Yes. Yes it is possible. The network has to be able to handle all the packets (without exceptions - packet loss means death), the machines have to be able to send out packets fast enough, the other end must not have "flooding protection" and the address has to not change every time you open a new connection. This method managed to connect my laptop behind my University's WiFi with my friends laptop behind his WiFi and it sent a packet from my home WiFi through my University's symmetric NAT. If you're using a phone, you should probably send packets as fast as possible because phones are slow but with laptops you can synchronize the barrage of UDP packets with Thread.sleep()
/**
* Shoots empty UDP packets at every port between "start" and "end".
*/
public static void sendBarrage(int start, int end, InetAddress target) {
final ByteBuffer to_send = ByteBuffer.allocate(0);
// Start at a random value to avoid re-traversing failed paths on repeated attempts.
final int starting_point = start + generator.nextInt(end - start);
// Go from starting_point down to 1024.
for (int port = starting_point; port >= start; --port) {
try {
if (made_connection == false) {
myChannel.send(to_send, new InetSocketAddress(target, port));
} else {
break;
}
} catch (java.nio.channels.ClosedChannelException cce) {
Application.printerr("Channel closed while on port: " + port);
break;
} catch (IOException e) {
Application.printerr("Error sending in port: " + port);
continue;
}
}
// Go from 65535 down to say starting_point, not including starting_point.
for (int port = end - 1; port > starting_point; --port) {
try {
if (made_connection == false) {
myChannel.send(to_send, new InetSocketAddress(target, port));
} else {
break;
}
} catch (java.nio.channels.ClosedChannelException cce) {
Application.printerr("Channel closed while on port: " + port);
break;
} catch (IOException e) {
Application.printerr("Error sending in port: " + port);
continue;
}
}
}
^ Make sure you call this method in a loop, it might take a few attempts.
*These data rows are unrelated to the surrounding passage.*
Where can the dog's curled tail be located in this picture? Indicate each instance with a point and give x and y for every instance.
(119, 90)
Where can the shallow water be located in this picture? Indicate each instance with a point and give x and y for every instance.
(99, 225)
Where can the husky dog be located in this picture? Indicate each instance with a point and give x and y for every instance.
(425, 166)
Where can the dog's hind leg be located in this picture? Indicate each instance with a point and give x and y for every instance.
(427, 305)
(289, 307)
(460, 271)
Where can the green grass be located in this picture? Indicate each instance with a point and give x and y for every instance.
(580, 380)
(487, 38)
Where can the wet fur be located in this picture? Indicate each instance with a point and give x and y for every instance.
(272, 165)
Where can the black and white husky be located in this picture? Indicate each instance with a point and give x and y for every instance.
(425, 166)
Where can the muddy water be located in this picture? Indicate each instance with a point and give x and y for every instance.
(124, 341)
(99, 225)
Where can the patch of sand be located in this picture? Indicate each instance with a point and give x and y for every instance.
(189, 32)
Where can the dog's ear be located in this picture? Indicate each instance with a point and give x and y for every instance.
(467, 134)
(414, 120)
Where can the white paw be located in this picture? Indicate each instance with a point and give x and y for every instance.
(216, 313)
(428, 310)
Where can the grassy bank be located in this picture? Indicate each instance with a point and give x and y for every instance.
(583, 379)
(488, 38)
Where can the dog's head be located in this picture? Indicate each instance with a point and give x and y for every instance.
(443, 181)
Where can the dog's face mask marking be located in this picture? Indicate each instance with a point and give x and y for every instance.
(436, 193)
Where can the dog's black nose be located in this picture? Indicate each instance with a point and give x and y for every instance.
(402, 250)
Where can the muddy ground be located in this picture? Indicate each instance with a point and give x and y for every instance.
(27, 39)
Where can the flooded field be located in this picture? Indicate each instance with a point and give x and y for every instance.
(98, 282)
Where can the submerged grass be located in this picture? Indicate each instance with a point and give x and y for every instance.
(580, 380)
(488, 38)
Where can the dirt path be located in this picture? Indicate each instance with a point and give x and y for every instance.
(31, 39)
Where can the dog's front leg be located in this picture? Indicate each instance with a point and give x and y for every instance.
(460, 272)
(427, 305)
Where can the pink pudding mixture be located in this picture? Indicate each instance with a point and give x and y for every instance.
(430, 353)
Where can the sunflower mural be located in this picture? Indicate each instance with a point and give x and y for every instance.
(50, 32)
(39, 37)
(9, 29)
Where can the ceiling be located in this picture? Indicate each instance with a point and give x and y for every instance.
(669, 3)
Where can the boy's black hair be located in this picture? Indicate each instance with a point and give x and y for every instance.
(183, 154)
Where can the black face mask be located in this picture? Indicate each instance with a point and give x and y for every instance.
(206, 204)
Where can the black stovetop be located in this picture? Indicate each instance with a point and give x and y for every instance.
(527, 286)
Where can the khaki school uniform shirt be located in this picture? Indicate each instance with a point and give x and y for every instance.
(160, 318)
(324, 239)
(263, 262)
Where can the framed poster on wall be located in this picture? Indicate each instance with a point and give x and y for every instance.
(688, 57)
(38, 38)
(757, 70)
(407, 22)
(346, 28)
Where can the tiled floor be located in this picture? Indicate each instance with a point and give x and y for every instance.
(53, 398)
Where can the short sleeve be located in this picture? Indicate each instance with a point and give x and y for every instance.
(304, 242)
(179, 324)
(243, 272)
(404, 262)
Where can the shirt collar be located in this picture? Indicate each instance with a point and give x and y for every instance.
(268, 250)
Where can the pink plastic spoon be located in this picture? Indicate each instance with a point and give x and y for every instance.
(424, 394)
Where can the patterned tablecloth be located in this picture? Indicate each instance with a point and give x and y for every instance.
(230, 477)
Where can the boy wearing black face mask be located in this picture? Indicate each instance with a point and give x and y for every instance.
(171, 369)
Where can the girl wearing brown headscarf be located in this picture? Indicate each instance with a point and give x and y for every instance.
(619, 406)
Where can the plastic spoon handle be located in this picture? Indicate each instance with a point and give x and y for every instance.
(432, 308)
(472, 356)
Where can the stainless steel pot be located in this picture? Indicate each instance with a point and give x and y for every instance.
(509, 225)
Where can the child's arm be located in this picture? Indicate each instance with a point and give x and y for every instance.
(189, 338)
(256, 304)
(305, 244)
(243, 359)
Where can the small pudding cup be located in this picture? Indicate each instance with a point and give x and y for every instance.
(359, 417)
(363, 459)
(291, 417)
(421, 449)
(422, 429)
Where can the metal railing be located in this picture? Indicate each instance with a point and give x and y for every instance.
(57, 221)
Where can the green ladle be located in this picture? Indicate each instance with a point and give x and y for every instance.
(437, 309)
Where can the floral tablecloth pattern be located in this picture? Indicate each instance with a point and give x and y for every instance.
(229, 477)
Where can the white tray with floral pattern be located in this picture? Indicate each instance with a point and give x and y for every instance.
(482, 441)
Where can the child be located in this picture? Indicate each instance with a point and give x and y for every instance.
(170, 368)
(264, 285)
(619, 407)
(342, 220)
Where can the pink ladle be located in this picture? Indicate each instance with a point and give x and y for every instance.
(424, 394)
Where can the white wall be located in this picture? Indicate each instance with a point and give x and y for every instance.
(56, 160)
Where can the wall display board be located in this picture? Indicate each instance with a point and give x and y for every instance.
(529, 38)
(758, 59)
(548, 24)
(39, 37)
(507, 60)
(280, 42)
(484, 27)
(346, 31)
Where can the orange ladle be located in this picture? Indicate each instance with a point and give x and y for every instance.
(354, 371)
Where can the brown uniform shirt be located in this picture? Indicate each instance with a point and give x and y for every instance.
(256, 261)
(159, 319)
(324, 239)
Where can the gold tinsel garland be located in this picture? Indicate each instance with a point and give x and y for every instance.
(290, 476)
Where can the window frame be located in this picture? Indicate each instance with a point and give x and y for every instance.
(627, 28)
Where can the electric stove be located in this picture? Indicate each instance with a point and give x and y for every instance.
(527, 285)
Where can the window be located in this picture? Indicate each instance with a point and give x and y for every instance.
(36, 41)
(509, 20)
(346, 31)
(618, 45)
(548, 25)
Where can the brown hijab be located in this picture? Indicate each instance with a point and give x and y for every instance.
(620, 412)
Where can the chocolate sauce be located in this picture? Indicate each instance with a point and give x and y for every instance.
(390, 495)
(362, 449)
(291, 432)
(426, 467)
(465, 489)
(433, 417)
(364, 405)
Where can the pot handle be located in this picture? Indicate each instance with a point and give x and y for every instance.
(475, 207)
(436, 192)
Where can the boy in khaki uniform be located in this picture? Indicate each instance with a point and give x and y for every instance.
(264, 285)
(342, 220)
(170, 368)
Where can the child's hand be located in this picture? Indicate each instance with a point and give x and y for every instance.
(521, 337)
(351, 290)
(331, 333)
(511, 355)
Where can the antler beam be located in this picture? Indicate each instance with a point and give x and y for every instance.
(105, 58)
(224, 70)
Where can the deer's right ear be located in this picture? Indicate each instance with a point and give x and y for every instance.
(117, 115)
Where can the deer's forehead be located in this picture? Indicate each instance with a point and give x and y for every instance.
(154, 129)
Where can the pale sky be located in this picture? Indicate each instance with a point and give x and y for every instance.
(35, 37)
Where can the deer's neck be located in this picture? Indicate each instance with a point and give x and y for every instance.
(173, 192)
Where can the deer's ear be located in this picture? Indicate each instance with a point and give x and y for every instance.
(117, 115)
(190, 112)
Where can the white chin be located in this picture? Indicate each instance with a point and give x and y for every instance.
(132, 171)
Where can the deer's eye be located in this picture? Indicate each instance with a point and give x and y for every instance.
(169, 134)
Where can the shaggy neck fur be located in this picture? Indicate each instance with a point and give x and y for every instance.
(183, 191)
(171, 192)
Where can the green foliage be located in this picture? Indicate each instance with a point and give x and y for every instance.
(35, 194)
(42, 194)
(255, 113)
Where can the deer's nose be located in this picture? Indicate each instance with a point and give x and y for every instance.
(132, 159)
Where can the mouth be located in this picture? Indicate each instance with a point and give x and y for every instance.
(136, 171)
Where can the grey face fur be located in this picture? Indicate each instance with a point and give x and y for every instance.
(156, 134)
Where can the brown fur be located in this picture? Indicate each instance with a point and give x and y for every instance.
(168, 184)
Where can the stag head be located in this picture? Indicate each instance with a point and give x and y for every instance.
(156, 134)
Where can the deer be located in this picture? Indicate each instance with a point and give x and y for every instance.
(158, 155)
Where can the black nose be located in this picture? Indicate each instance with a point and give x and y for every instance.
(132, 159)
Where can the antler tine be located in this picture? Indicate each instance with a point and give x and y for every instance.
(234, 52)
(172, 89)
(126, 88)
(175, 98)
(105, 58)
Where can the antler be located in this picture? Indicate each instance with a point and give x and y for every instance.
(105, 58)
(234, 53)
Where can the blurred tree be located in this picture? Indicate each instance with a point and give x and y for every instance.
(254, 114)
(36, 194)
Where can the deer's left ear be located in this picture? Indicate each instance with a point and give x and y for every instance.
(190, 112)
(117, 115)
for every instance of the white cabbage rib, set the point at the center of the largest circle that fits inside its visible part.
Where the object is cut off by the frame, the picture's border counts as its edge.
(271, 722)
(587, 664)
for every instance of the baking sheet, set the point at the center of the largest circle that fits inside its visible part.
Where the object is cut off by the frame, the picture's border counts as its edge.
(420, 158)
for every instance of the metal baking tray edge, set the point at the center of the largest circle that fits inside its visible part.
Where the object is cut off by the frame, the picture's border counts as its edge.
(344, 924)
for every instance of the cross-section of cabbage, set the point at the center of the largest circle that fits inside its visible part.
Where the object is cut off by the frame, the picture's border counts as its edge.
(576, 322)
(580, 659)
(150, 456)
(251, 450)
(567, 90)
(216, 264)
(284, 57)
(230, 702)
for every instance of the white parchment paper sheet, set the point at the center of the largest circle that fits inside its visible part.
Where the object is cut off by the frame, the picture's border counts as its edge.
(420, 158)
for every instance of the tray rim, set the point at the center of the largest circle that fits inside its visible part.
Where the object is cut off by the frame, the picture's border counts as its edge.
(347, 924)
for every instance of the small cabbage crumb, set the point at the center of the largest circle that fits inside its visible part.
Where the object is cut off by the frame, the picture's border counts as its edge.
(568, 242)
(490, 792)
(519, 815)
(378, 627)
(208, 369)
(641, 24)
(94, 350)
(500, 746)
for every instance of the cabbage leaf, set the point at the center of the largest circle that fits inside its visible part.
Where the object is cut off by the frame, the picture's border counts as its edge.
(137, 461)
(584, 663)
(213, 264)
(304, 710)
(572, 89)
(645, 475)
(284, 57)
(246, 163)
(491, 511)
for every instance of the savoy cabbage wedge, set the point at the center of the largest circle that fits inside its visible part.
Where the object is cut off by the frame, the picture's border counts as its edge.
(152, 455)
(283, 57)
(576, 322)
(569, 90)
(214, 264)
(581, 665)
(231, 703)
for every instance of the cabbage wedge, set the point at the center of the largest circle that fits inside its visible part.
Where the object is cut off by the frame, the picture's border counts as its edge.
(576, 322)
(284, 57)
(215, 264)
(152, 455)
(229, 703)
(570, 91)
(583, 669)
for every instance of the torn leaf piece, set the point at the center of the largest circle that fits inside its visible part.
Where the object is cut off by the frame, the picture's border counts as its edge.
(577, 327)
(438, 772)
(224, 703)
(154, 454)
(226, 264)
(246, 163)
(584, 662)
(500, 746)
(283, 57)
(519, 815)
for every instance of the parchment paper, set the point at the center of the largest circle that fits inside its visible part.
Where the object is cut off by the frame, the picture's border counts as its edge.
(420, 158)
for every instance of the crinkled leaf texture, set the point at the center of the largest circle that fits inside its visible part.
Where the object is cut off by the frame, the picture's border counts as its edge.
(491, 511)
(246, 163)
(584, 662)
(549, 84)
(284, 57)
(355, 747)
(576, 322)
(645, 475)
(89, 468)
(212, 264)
Keep in mind that this method does NOT work with cell phone tower networks (unless you get insanely lucky and the public ip address does not change). It might work better if one side holds the port open while the other guesses rather than having them both brute force both sides.
Also, if only one side holds the ports open, this method might be good: https://www.goto.info.waseda.ac.jp/~wei/file/wei-apan-v10.pdf
Best Answer
The only way to establish a connection between two hosts when they are both behind different NATs is to either configure port-forwarding on the NAT devices, or use a third-party server hosted on a public address externally (in which case there is no direct TCP connection between hosts).